Can the convergence above somehow be expanded to continuous integrand with bounded variation? Other words, does it matter where to choose $s_{i}$ in the integral approximating sum in order to reach any kind of convergence when the $X$ integrand is continuous (stochastic) process with bounded variation?

I think choosing $s_i$ does matter (so we can't choose it arbitrarily), but do we know any (counter) example?

Answer 1

By partial summation/integration it is possible to have the $s_i \in (t_i, t_i+1)$ for all $i$.

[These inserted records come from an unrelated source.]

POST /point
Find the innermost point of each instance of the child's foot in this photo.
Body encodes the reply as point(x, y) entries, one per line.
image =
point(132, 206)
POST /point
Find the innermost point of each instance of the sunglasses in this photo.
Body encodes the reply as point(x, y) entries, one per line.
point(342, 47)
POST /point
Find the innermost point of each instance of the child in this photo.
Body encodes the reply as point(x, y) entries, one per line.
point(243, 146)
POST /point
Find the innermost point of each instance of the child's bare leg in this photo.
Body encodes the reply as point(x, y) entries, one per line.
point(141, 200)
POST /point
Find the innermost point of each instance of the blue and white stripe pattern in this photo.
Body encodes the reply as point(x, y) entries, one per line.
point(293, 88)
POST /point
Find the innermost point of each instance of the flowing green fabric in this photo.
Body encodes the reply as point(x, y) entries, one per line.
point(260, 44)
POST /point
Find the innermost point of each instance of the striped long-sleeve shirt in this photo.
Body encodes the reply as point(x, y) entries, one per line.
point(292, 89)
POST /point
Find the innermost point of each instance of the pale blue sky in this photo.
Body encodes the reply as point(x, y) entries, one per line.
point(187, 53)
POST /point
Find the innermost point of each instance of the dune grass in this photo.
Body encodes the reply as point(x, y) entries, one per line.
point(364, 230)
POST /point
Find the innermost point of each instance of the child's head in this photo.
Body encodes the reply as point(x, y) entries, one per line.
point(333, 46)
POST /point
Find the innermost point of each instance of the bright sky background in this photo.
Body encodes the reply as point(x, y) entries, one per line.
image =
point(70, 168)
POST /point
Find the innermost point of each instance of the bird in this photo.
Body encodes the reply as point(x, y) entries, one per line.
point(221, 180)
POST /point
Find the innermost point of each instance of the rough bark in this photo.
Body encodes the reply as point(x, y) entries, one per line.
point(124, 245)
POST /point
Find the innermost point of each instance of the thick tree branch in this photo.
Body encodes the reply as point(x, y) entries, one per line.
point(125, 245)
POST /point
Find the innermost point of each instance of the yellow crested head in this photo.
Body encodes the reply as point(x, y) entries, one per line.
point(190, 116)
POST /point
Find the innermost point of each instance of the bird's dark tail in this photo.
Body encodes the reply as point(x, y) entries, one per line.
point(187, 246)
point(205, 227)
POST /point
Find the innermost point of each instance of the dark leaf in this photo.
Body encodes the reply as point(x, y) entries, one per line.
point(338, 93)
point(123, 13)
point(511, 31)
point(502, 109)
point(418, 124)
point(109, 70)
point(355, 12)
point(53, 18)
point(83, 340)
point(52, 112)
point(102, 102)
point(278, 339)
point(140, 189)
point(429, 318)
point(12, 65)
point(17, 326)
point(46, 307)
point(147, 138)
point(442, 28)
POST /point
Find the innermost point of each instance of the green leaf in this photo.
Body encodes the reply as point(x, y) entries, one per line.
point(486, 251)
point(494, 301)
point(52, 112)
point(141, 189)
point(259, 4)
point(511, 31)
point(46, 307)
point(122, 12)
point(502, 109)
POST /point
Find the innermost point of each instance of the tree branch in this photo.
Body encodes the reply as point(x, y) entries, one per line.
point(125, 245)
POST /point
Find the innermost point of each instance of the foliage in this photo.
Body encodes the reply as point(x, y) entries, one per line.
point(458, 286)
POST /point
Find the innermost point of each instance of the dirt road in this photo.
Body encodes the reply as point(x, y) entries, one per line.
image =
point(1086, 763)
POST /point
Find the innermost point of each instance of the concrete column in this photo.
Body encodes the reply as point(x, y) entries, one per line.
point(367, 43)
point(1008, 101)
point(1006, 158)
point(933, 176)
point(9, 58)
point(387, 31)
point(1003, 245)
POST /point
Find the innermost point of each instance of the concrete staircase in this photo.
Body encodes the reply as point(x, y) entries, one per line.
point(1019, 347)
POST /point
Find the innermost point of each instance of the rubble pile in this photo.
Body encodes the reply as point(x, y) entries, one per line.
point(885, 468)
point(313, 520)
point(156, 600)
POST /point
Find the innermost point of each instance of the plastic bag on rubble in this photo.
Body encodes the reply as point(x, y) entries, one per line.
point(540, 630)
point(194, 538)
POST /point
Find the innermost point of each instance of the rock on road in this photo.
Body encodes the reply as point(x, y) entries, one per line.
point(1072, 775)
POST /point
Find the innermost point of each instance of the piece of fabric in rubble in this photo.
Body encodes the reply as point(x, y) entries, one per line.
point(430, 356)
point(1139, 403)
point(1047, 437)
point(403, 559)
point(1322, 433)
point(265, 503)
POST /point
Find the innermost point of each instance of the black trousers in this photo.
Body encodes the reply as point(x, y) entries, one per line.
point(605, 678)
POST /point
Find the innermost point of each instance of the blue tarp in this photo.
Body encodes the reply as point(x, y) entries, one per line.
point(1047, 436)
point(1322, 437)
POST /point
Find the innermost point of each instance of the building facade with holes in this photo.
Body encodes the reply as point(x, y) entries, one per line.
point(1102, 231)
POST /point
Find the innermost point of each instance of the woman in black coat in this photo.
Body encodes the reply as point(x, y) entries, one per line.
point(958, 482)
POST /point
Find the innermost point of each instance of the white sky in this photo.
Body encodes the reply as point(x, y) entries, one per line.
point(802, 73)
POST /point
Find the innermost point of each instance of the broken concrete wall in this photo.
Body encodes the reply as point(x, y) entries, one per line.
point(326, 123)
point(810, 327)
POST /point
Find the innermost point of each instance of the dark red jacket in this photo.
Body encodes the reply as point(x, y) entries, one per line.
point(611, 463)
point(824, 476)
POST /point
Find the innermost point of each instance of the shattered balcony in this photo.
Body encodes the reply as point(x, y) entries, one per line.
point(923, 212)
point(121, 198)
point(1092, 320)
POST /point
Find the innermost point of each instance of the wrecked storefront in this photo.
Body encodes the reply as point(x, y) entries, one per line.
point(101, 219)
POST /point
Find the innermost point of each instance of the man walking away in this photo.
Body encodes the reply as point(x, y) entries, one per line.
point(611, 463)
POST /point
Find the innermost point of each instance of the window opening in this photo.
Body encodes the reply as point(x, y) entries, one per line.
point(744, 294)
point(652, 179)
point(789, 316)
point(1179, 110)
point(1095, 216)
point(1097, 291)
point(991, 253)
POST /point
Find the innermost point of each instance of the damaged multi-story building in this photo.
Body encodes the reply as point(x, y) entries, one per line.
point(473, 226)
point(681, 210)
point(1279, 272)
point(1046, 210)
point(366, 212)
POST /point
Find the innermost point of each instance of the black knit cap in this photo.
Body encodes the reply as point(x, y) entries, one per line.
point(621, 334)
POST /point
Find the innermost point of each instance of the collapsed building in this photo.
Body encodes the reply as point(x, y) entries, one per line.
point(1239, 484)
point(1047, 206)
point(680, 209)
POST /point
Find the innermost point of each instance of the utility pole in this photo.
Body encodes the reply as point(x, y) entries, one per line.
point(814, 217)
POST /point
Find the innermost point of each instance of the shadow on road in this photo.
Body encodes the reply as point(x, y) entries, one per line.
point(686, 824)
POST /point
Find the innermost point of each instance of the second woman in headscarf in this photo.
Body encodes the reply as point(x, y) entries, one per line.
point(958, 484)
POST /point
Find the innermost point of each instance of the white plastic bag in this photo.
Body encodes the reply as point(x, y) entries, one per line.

Indeed we have $$ \sum_{i=0}^{n-1} X_{s_i}(Y_{t_i} - Y_{t_{i-1}}) = \sum_{i=0}^{n-1} X_{s_i} Y_{t_{i+1}} - \sum_{i=0}^{n-1} X_{s_i} Y_{t_i} = X_{s_{n-1}} Y_{t_n} - X_{s_0} Y_{t_0} - \sum_{i=1}^{n-1} Y_{t_i} (X_{s_i} - X_{s_{i-1}}) \rightarrow X_T Y_T - X_0 Y_0 - \int_0^T Y_r d X_r = \int_0^T X_s \, d Y_s$$.

Here we used that the integral with respect to $X_r$ is simply a Stieltjes integral and there is no quadratic covariation between $X$ and $Y$ since $X$ is of bounded variation.